Then, at dinner, she told Christopher what she was going to do.

He didn’t like it. He hated the idea of her not being back till so late. She was far too precious and tiny to go racketing off alone. What mightn’t happen to her? He wouldn’t be able to do a stroke of work all Monday for thinking of her. In fact, he took the news exactly in the way Catherine would have wished him to, and she loved him, if possible, more than ever. Naturally at the same time he made some extremely disrespectful comments on Stephen’s personal appearance and general character, though, as the old boy had been the means of making Catherine marry him, he couldn’t help, he pointed out, liking him in spite of his various and glaring defects; and as for Virginia, his opinion of that girl was what it had always been, but he admitted that a mother might probably see something in her, and that if Catherine felt herself irresistibly impelled to go down and visit her, he supposed she had better go and get it over.

‘She’s going to have a——’ began Catherine, but stopped. Really, she couldn’t bring herself to tell him. She would have to sometime, but why before it was absolutely necessary? Virginia’s baby would make her a grandmother. Christopher would be married to a grandmother. If he hadn’t up to now felt the difference in their ages this must inevitably wake him up to it. To think of it made her feel raw, as if her skin had been pulled off, and she left exposed, shrinking in an agonised apprehension and sensitiveness.... Love, love—if only she didn’t love him so much....

‘What is she going to have?’ he asked, as she stopped short, looking up from the strawberries he was eating.

‘A happy afternoon, I hope,’ said Catherine quickly, turning red and smiling nervously.

‘I should think so indeed—with you there,’ said Christopher. And added under his breath, so that Catherine couldn’t hear and have her darling little maternal affections hurt, ‘Young blighter.

IX

On the Monday, then, a pretty little lady of about thirty to thirty-five, whose prettiness was of the kind that is mostly disapproved of in country places, got out of the train at Chickover, and was met by an embarrassed clergyman.
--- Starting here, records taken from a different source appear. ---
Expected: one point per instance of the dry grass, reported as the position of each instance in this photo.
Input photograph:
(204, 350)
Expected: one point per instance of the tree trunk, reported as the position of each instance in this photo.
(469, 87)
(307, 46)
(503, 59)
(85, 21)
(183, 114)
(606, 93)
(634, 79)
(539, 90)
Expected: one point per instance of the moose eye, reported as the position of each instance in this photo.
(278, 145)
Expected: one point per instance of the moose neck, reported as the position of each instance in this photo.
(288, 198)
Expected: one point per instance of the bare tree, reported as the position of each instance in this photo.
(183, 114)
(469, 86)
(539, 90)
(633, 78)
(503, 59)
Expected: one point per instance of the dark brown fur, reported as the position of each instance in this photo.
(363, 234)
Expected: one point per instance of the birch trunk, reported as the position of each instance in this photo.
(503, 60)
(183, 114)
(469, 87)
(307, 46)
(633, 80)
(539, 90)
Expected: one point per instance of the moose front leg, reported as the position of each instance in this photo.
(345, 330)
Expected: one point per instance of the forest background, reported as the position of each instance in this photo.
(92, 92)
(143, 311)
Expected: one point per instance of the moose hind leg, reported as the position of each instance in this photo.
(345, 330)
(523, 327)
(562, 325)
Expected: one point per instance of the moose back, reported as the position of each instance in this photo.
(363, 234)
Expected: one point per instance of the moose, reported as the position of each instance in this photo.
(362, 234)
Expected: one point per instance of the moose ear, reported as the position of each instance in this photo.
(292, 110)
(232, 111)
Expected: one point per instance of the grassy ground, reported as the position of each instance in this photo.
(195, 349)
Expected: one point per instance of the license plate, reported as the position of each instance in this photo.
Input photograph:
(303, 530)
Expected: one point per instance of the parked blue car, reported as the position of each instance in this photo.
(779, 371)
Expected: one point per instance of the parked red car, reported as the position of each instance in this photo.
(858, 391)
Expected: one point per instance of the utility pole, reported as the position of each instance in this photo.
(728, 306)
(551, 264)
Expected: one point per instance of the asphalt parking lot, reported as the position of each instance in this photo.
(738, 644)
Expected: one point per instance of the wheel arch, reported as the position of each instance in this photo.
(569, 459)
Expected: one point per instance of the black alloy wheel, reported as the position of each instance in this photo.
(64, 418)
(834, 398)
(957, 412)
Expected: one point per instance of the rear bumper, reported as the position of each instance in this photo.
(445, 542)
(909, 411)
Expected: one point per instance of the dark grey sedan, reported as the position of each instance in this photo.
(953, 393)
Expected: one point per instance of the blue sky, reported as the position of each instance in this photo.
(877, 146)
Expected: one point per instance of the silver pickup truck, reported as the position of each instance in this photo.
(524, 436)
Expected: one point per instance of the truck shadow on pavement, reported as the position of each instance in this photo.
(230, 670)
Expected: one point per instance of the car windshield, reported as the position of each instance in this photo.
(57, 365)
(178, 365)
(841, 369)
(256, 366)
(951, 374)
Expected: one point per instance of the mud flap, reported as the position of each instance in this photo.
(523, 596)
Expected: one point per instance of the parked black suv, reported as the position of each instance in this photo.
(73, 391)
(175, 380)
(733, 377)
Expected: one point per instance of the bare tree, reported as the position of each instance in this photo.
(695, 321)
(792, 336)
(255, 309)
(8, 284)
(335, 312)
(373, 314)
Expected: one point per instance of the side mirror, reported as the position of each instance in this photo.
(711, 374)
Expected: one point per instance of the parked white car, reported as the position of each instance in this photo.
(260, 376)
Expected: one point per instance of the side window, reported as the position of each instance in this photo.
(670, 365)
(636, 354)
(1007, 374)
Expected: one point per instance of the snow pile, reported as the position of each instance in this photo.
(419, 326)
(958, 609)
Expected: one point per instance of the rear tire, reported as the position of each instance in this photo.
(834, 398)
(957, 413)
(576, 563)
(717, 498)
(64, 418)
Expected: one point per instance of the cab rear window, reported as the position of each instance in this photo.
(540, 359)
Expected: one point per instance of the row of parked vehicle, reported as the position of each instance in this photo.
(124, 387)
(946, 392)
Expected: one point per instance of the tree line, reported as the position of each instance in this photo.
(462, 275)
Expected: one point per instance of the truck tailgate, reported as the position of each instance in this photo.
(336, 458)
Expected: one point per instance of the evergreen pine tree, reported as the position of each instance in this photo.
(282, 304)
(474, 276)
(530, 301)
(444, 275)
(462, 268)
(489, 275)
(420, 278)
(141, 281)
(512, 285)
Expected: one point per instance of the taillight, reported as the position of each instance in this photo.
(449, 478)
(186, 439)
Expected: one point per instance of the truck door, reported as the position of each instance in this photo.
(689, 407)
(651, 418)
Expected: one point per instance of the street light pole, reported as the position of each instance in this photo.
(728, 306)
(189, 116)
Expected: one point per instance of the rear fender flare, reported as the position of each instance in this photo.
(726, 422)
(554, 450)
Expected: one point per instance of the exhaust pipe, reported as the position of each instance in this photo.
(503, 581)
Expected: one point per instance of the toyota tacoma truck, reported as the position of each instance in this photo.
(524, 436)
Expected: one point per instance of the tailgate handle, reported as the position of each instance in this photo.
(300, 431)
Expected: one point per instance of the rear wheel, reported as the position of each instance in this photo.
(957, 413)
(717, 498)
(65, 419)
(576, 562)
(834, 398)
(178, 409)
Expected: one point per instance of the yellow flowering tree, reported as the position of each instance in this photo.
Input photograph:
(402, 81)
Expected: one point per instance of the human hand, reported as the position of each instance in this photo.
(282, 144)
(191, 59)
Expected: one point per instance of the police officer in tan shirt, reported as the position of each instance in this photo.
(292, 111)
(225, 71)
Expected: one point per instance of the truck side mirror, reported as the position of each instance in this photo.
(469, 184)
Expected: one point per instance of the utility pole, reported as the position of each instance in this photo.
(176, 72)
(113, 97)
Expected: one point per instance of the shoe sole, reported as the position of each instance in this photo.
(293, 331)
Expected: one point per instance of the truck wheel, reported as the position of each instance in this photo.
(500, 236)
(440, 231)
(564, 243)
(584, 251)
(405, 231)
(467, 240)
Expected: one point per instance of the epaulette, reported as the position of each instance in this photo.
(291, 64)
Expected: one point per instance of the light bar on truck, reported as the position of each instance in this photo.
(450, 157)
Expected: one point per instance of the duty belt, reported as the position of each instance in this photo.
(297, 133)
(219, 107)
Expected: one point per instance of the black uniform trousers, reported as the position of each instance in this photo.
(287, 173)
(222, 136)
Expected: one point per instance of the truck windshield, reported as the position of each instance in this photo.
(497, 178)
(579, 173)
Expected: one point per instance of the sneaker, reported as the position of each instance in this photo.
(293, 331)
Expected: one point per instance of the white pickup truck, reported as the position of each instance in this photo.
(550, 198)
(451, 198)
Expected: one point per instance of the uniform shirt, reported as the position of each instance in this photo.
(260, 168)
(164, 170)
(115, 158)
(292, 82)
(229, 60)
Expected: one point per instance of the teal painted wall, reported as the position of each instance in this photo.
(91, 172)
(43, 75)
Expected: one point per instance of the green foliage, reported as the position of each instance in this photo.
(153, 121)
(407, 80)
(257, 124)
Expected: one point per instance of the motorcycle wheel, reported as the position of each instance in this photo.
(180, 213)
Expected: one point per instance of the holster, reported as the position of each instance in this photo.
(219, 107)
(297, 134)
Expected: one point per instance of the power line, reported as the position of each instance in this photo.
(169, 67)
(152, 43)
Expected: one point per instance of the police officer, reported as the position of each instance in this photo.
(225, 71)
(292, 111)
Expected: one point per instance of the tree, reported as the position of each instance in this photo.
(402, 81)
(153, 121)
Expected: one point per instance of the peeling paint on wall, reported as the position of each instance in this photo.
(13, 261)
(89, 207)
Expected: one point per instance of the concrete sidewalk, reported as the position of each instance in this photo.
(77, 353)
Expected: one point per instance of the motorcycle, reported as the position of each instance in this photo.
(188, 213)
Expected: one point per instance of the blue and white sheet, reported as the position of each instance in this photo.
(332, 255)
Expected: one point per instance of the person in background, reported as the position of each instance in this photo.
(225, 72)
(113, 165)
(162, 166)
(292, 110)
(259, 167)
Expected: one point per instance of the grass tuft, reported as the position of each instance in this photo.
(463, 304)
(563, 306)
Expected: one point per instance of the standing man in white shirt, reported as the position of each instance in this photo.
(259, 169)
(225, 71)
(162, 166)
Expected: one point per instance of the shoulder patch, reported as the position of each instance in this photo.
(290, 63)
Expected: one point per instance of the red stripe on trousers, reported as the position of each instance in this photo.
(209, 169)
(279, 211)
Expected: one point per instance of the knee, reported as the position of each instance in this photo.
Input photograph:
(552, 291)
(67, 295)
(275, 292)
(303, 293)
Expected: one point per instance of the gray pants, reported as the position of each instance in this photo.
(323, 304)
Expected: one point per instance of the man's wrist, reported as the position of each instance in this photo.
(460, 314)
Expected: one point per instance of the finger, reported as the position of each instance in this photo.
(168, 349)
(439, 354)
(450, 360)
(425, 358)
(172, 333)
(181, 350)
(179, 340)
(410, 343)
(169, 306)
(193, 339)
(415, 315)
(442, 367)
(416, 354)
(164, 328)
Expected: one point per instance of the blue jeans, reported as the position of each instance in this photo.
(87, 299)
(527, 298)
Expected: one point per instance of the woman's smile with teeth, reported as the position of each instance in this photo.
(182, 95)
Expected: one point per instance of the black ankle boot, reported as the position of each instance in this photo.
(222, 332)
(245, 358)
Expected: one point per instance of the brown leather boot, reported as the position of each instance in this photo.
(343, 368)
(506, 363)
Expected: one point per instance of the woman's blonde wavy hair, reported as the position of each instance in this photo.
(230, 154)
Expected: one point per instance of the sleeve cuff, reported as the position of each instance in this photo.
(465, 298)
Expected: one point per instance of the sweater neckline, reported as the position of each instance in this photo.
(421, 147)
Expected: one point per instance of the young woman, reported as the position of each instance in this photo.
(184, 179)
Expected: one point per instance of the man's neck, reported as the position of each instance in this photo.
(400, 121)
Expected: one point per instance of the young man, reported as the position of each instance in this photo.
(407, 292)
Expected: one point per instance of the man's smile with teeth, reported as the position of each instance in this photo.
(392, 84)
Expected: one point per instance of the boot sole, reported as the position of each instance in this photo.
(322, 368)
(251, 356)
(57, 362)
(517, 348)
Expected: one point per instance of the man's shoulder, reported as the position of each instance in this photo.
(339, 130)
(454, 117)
The corners of her mouth were turned up in pleased smiles—it was so exciting and delightful to know one was looking really nice again—as she trotted along the platform to where he stood hesitating. She was, besides being very glad she looked nice, very glad to be going to see Virginia and very glad to be going back to Christopher that evening. Also, upheld by the knowledge of her attractiveness, the journey hadn’t tired her; on the contrary, it had been amusing, with an eagerly friendly strange man in the carriage, concerned in every way for her comfort. Added to which, the day being hot, she was flushed through the fainter flush bestowed on her by Sackville Street, and this was always becoming to her. And, finally, her eyes were bright with the gaiety that takes hold of a woman after even a small success. So that, altogether, it was natural she should smile.

Stephen had been prepared for anything rather than this. He had nerved himself to a quite different encounter,—certainly not to smiles. Bygones were to be bygones; his recent sacred experiences with Virginia had made him ardently determined to strive after the goodness she believed was his already, and his mother-in-law was to be received back with as much of the old respect for her as could possibly be scraped together. He would keep her before his mind as she used to be, and not dwell on that which she had since become. Besides, though she might have been happy when she wrote the postcard that had so unexpectedly intensified his own happiness, she couldn’t, he opined, be happy now. It was eight weeks ago that she wrote the card. Much, in marriage, may happen in eight weeks. Eight days was sometimes enough, so he understood, to open the eyes of the married. And here she was smiling.